新型コロナウイルスの感染拡大防止のため、旅行や会食・イベント開催などが自粛され、これまでと違う生活様式にストレスを感じている方も多いのではないでしょうか。医療従事者のコロナワクチン先行接種が始まる一方で、現場で働く人々を取り巻く状況は必ずしもよくなっているとは限りません。大阪府在住のSさん(30代・看護師)にお話を伺いました。
Sさんはコロナ病棟を有する病院で看護師として勤務していました。しかし長引くコロナ禍において、長年勤めてきた病院を退職することとなったのです。
コロナ病棟がある病院で働くという緊張感
Sさんが勤務していた病棟はコロナ病棟ではありません。しかし病院のルールとして「家族以外との食事は控える」「府外へは行かない」「日常生活に必要なものの購入以外は外出しない」などの行動制限がありました。

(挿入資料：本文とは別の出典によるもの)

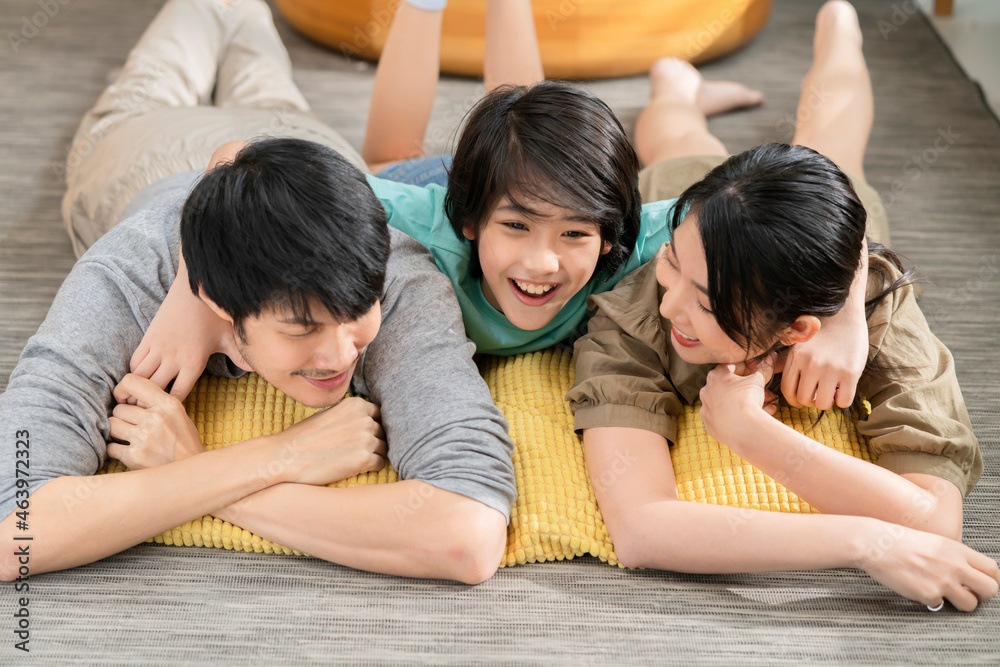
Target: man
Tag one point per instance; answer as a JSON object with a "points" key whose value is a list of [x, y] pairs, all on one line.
{"points": [[288, 246]]}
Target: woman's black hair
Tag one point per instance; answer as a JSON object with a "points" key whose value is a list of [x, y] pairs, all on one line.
{"points": [[551, 142], [288, 221], [783, 230]]}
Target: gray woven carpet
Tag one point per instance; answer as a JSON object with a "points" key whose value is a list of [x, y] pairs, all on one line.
{"points": [[160, 605]]}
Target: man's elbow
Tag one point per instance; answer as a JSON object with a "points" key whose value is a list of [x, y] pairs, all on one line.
{"points": [[9, 566], [475, 544]]}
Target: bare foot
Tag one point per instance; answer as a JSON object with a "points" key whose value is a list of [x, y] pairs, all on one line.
{"points": [[678, 78]]}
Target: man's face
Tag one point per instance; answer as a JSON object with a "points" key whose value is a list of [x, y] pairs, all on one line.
{"points": [[312, 363]]}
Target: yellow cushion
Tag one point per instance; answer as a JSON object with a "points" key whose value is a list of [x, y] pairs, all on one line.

Sさんは医療従事者として院内にコロナウイルスを持ち込むことはできないと強く感じており、これらのルールをすべて守っていました。
職場では常に緊張感が漂っており、またSさんも自分が院内にウイルスを持ち込むことはできないという大きなプレッシャーを抱えながら働いていました。
看護師の子どもが受けた心の傷
実はSさん、小学生の女の子を育てるシングルマザーです。Sさんは職場の緊張感に押しつぶされそうになりながらも、一人で育児、家事、仕事をこなしていました。
子どもと向き合う時間を作りたいと思いながらも毎日の忙しさに追われ、子どもとゆっくり話をする時間を持てずにいました。

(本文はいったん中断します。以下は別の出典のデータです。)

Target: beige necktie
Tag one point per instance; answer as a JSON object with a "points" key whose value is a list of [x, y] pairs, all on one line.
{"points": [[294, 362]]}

そんなある日、子どもが泣きながら「学校に行きたくない」とSさんに言い出したのです。Sさんは驚きながらも、その理由を聞くと衝撃的な言葉が返ってきました。
「お母さんがコロナ病院で働いてるから、友達と遊べない」
Sさんがコロナ病棟を有する病院で働いていることから感染リスクが高いと友達の母親に思われ、Sさんの子どもは友達と遊ぶことができない状況が数週間前から続いていたのです。

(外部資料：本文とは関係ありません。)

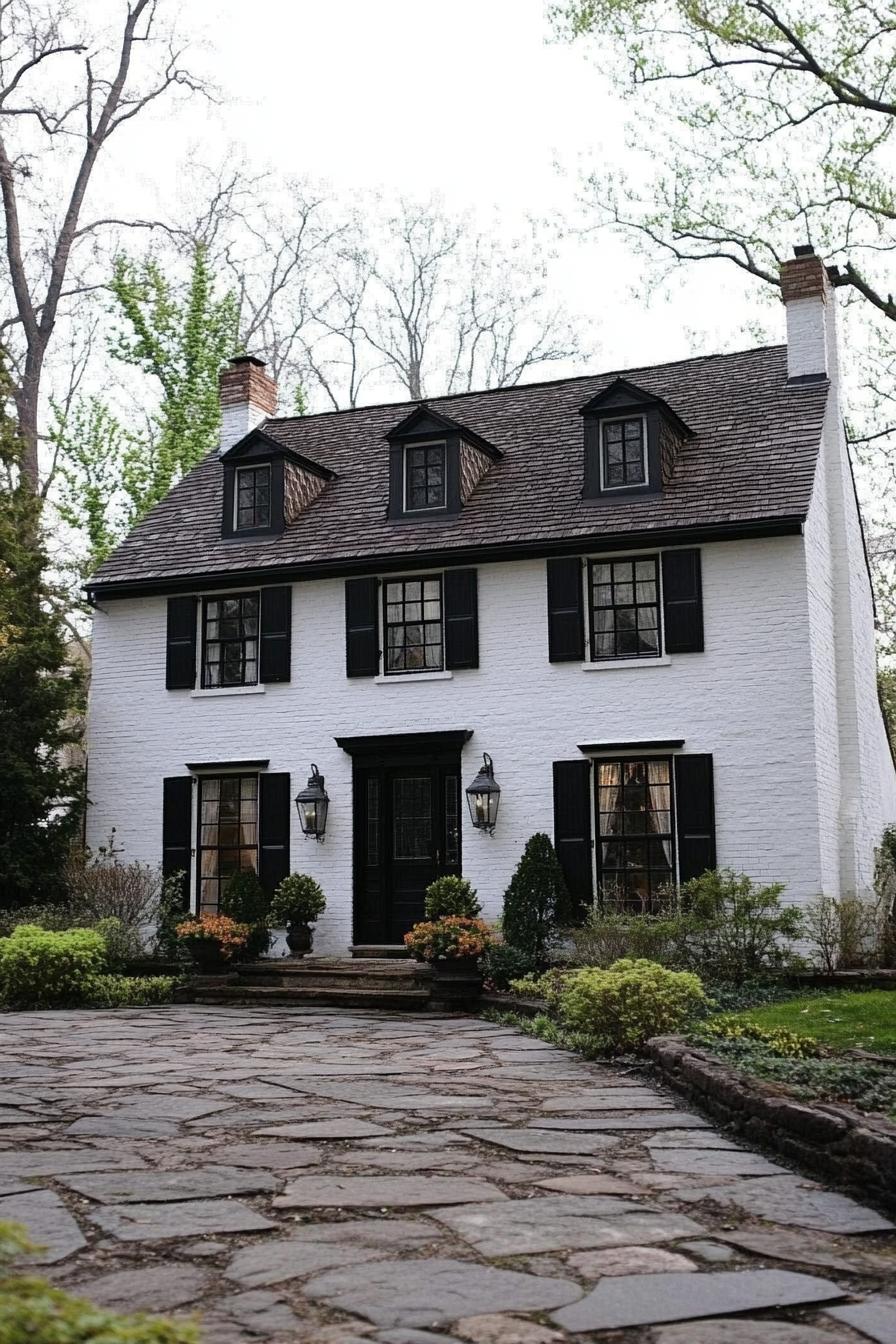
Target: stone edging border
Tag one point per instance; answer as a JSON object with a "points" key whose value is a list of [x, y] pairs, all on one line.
{"points": [[848, 1148]]}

このことにSさんは大きなショックを受け、退職を考えるようになりました。
医療従事者の疲弊は身体的なものだけではない
医療従事者・看護師としてコロナに立ち向かいたいと思う気持ちがある一方で、医療従事者であるがために制限が多く、また子どもにも大きな影響を与えていることに思い悩んだSさんは身体的にも精神的にも疲弊していました。
退職して数カ月が経ったいま、Sさんは大好きな看護師という職種を嫌いになることなく、大切な子どもの心のケアを行ないながら、パート勤務として近所の眼科クリニックで働いています。
外出自粛は継続しているものの、細かなルールに縛られることなく、いまの自分の状況にあった働き方をしているそうです。
医療従事者を取り巻く状況は、自分が感染してはいけないという大きなプレッシャーと家族が受ける偏見や差別によって、体も心も疲弊しています。その疲弊は決して慰労金というお金だけでは解決できるものではありません。
新型コロナウイルス感染者数が下げ止まりしている状況の中いま一度、私たちも自分の行動に責任を持ち、しっかり考えて行動することが大切です。